Her kadında yaşayan bir şehittir Azime yoldaş
Ve Ekim, baharın bitişi yeni bir baharın müjdeleyicisi… Yeni baharlar doğurmaya gebe bırakır yaşamı… Ve bir doğuş, bir doğuş daha… Ölümden yaşamı yaratan, yaşamı ölümsüzleştiren felsefenin diyalektiği bütünleşir yaşama yeni baharlar, yeni yaratımlar bahşeden ekimle.
Ve Kürdistan dağları ekim şehitleriyle çiçeklenir. Azime (Mihriban Saran) yoldaş bir bahar gülü, ekimde filizlenmek üzere toprağa düşen bir yaşam iksiri…
Yıl ’94… Bu kez Botan bir ekim şehidini bağrına alır. Herekol (Herekola Miran) Azime yoldaşla mücadele tarihine görkem katar. Özgürlük savaşımını, büyük kahramanların taşıdığı bayrağı devralarak Botan’a taşıyan Azime yoldaş, parti tarihimizde ilk kadın militanlar arasında yerini almaktadır. Özgürlük mücadelesi devam ettikçe, karanlığın yaratıcılarının saldırıları da devam eder. Ve işte ekim ayında Türk ordusunun Botan alanına gerçekleştirdiği bir operasyon sırasında, öncü militan olmanın sorumluluğu ile en önde yürür Azime yoldaş. Ve hain bir havan parçası ile sonsuzlaşanlar arasında yerini alır.

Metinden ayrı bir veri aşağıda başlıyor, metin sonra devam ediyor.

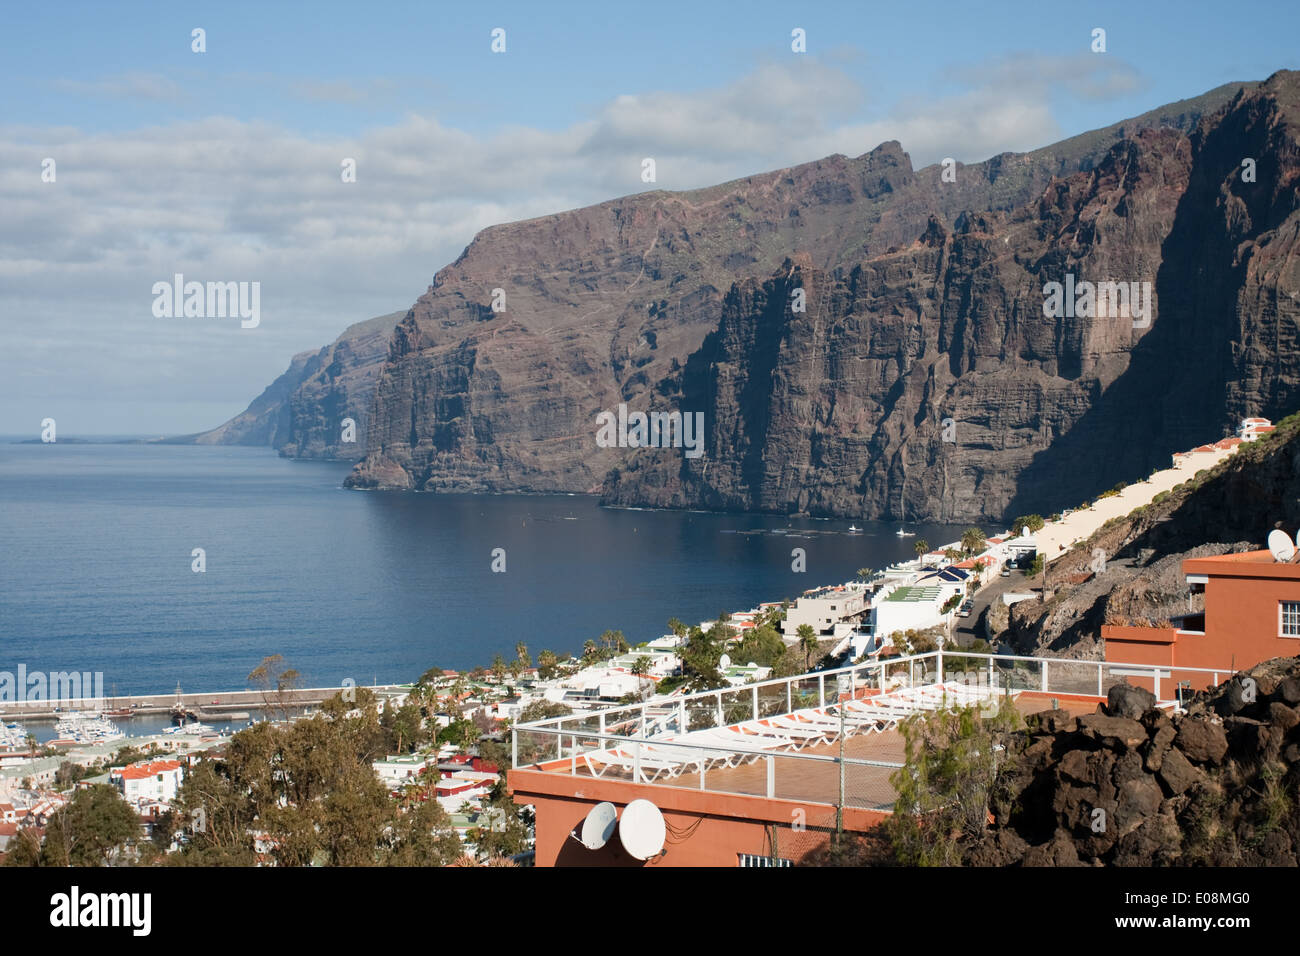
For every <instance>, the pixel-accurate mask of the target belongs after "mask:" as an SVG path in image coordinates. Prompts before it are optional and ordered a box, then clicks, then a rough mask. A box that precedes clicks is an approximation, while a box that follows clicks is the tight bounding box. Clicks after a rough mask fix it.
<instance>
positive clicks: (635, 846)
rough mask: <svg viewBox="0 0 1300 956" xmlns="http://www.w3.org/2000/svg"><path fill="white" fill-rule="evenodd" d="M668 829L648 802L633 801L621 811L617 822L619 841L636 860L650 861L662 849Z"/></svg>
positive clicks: (657, 807)
mask: <svg viewBox="0 0 1300 956" xmlns="http://www.w3.org/2000/svg"><path fill="white" fill-rule="evenodd" d="M667 834H668V829H667V827H666V826H664V822H663V814H662V813H659V808H658V806H655V805H654V804H651V803H650V801H649V800H633V801H632V803H630V804H628V805H627V806H625V808H624V809H623V819H620V821H619V840H621V842H623V848H624V849H625V851H628V855H629V856H632V857H634V858H637V860H650V858H651V857H656V856H659V851H662V849H663V842H664V838H666V836H667Z"/></svg>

Görkemli mücadele tarihinin ilk kadın yazarlarından ve tanıklarındandır Azîme yoldaş…
O, özgürlüğe susamış kadının mücadele abidesidir. İlk doğuşun zorlu sancılarını bir kadın militan olarak yaşayan ilklerdendir Şehit Azime. Kadın ordulaşmasında önemli bir rol oynamıştır. Yaşamı özgürlük mücadelesinin sancıları, tecrübeleri ve deneyleri ile doludur. O, yaşamdan öğrenmesini ve öğretmesini bilen büyük bir komutandır. Mücadele tarihimizde, önemli emekleri ve çabası olan Azime yoldaş, ’92 güney savaşında da bir cepheye öncülük etmiştir. Görevini, özgür kadın, öncü kadın bilinciyle başarıyla yerine getirmiştir.

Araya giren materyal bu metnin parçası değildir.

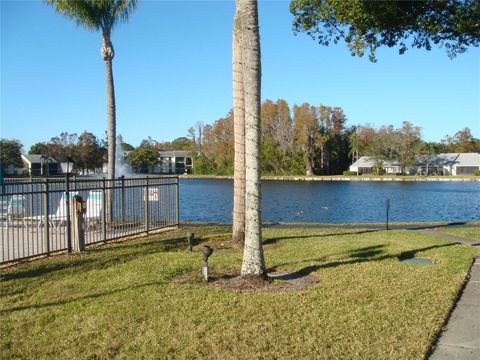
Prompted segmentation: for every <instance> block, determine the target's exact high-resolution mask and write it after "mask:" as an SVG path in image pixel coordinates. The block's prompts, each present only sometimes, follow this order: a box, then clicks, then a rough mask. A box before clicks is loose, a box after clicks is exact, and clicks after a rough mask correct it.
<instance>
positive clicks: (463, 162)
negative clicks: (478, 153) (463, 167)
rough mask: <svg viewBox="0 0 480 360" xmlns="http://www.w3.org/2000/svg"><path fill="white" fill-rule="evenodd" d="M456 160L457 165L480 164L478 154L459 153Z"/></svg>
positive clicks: (479, 157)
mask: <svg viewBox="0 0 480 360" xmlns="http://www.w3.org/2000/svg"><path fill="white" fill-rule="evenodd" d="M456 162H457V164H456V165H457V166H480V154H478V153H460V154H458V158H457V161H456Z"/></svg>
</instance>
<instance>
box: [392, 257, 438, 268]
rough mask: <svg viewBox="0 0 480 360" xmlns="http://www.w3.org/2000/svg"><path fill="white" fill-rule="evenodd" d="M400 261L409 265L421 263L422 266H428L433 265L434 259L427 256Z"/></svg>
mask: <svg viewBox="0 0 480 360" xmlns="http://www.w3.org/2000/svg"><path fill="white" fill-rule="evenodd" d="M400 262H402V263H404V264H409V265H420V266H427V265H432V264H433V261H432V260H431V259H425V258H410V259H403V260H402V259H400Z"/></svg>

Azime yoldaş, bir kere rahatlıkla yazılacak bir kişilik değildir. O romanlara konu olacak kadar, yaşamı kalbinde yaşamıştır. O Özgürlük mücadelesinde, yaşamı dolu dolu yaşayan bir kahramandır. Duruşu ve mücadelesiyle kadın ordulaşmasında önemli bir miras yaratmıştır.
Azime yoldaş, kadın ordusunun, mihenk taşı ve öncüsüdür.
O, bugün süren özgür kadın mücadelesinin her alanında gizli bir güçtür. Pratiği, mücadelesi, yarattığı değer ve miraslarıyla her dem yaşayan bir özgürlük meşalesidir. Azime yoldaş hiç sönmeyecek olan sonsuz bir yaşam, umut, gelecek ve özgürlük alevidir. Yarattıklarıyla tüm kadınların yüreğine bir yaşam nehri gibi aktı. Akışkandı, sevecendi, yürekleri kendi sevgi selinde büyütendi. Onun olduğu yerde sevgi, yaratıcılık ve güzellik vardı. Özgür yaşamın ve Apocu felsefenin ilkeleriyle yaşamı dönüştüren, güzelleştiren ve büyütendi. Ruh güzelliği ve yürek büyüklüğüyle bir çekim merkeziydi güzellik tanrıçası Azime yoldaş.
Kadının gökkuşağı rengiyle katılırdı yaşama… Renkli ve büyüleyiciydi içinde taşıdığı sonsuz coşku ve moral… Kendi cinsine olan sevgisi, Kadın özgürlük hareketinin gelişmesinin temellerini atarak sonsuz emek, çaba ve fedakarlığı kendinde somutlaştırdı. Yaşamı yaratma, kadını güzelleştirme ve büyütme eylemiydi her anı… Güneşten aldığı sıcaklığıyla yüreğine basardı tüm kadın yoldaşlarını Azime yoldaş… O bir sevgi okyanusuydu.
Kadın Kongresi’nde, kadın ordulaşmasında oynadığı rol ve emeklerinin sonucunda Azime yoldaş’a, “Kadın Ordulaşma Komutanı” ünvanı verildi. Ayrıca Partimiz Azime yoldaşı, “Parti Merkez Manevi Üyesi” unvanı ile onurlandırdı.